The effect of high-fructose and high-fat diets on metabolites. The Pearson correlation coefficient between the quality control (QC) samples was calculated based on the peak area value (A). In the PCoA analysis, the abscissa PC1 represents the first principal component score, and the scattering of different colors represent the samples of the different experimental groups. The closer the distance is, the smaller the difference between the samples is, and the ellipse is the 95% confidence interval (B). The contents of o-cresol (C), arachidonic acid (D), stearic acid (E), palmitic acid (F) and indole sulfuric acid (G) in fecal metabolites were determined. The contents of SCFAs in fecal metabolites included 3-ureopropanoic acid (H), imidazole acetic acid (I), methylvaleric acid (J), and γ-aminobutyric acid (K).
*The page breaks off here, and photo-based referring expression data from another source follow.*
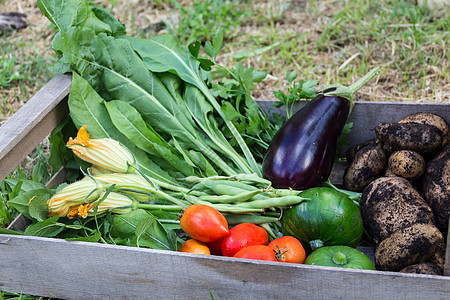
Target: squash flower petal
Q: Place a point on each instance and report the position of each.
(114, 202)
(133, 185)
(80, 192)
(106, 153)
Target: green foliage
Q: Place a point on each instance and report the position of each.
(303, 90)
(201, 19)
(9, 71)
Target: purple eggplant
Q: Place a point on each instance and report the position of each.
(301, 154)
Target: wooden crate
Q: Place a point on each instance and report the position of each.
(80, 270)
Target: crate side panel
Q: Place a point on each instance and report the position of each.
(33, 122)
(367, 115)
(74, 270)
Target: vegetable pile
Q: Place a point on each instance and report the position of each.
(403, 175)
(170, 155)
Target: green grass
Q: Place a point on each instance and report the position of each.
(329, 41)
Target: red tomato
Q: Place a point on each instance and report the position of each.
(243, 235)
(194, 246)
(204, 223)
(214, 247)
(288, 249)
(260, 252)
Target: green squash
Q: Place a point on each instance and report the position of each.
(327, 218)
(341, 257)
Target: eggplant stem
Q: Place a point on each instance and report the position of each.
(363, 80)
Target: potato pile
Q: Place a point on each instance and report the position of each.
(404, 177)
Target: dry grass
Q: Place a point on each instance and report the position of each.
(334, 41)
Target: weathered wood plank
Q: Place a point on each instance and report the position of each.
(79, 270)
(447, 254)
(21, 222)
(366, 115)
(28, 127)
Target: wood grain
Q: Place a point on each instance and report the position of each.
(80, 270)
(32, 123)
(366, 115)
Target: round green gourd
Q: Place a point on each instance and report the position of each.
(327, 218)
(341, 257)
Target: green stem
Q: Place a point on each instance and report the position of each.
(162, 207)
(363, 80)
(249, 218)
(339, 258)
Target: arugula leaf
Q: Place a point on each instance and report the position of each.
(304, 90)
(87, 108)
(79, 13)
(22, 202)
(150, 233)
(46, 228)
(164, 53)
(130, 123)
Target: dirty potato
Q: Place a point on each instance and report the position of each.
(407, 164)
(436, 187)
(368, 164)
(421, 138)
(389, 204)
(408, 246)
(430, 119)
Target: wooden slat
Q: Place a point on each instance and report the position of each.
(32, 123)
(21, 222)
(447, 253)
(80, 270)
(77, 270)
(366, 115)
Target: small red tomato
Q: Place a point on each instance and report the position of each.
(194, 246)
(260, 252)
(288, 249)
(243, 235)
(214, 247)
(204, 223)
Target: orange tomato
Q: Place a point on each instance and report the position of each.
(243, 235)
(288, 249)
(261, 252)
(194, 246)
(204, 223)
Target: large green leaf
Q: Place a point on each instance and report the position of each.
(72, 13)
(47, 228)
(66, 14)
(22, 202)
(165, 53)
(87, 108)
(150, 233)
(143, 229)
(130, 123)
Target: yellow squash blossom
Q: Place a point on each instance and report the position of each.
(107, 154)
(114, 202)
(79, 192)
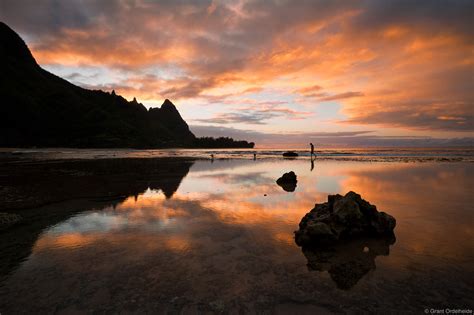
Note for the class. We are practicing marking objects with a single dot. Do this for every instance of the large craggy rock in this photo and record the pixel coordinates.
(342, 218)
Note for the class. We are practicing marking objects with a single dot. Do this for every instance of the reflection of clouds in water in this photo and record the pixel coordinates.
(237, 245)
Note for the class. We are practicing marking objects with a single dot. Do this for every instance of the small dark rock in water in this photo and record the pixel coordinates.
(8, 219)
(288, 181)
(342, 218)
(290, 154)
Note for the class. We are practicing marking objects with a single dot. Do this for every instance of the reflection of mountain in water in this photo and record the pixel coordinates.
(348, 262)
(95, 183)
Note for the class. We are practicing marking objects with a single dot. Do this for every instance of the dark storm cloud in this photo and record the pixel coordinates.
(422, 49)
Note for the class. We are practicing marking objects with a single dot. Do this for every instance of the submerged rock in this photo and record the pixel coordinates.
(288, 181)
(342, 218)
(348, 262)
(8, 219)
(290, 154)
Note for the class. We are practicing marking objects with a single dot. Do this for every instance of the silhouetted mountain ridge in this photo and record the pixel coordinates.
(41, 109)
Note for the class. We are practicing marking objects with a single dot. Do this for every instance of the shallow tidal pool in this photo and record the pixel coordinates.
(220, 239)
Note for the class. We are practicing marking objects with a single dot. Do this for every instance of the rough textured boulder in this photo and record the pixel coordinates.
(8, 219)
(288, 181)
(342, 218)
(290, 154)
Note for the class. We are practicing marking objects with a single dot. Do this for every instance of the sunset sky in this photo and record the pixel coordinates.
(331, 72)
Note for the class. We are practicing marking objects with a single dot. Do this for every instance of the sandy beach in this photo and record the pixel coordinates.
(195, 235)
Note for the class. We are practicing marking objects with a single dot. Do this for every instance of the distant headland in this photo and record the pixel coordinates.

The content of amino acids in fecal metabolites, including phenylalanine (L), tyrosine (M), and 5-hydroxytryptophan (N). (*p < 0.05, **p < 0.01, ***p < 0.001, ****p < 0.0001).

Figure 5

Fecal bacteria transplantation changes the intestinal microbiota and induces inflammation. Serum immune factors, including IL-1 β (A), IL-6 (B), TNF–α (C), and immunoglobulin IgG (D) associated with inflammation. In the PCoA analysis, the abscissa and ordinate, respectively, represent a principal component, and percentage represents the contribution value of the principal component to the sample difference (E). H&E staining showing the intestinal state of the experimental group after transplantation of fecal bacteria (F). The UPGMA cluster tree, on the left is the UPGMA cluster tree structure, and on the right is the relative abundance distribution map of species at the phylum level (G). Histogram of species distribution at the genus level (H). The histogram of LDA value distribution shows the species with significant differences in abundance among the different groups (I). (C.Fru: mice transplanted with fecal bacteria from the high-fructose group, C.Fat: mice transplanted with fecal bacteria from the high-fat group).

Figure 6

Diet changes the intestinal microbiota and then affects intestinal inflammation. Levels of proinflammatory serum immune factors, including IL-1β (A), IL-6 (B), TNF–α (C), and immunoglobulin IgG (D) associated with inflammation. H&E staining showed the intestinal state of the experimental group after transplantation of fecal bacteria (E). Based on the unweighted UniFrac distance PCoA analysis (F). In the cladogram, the circles radiating from inside to outside represent the taxonomic level from phylum to genus (or species). Each small circle at different taxonomic levels represents a taxonomic level, and the diameter of the small circle is proportional to the relative abundance (G). The histogram of LDA value distribution shows the species whose LDA score is greater than the set value (the default setting is 4); biomarkers with statistical differences between groups (H). (Fru.C, high-fructose diet changed to normal diet group; Fat.C, high-fat diet changed to normal diet group).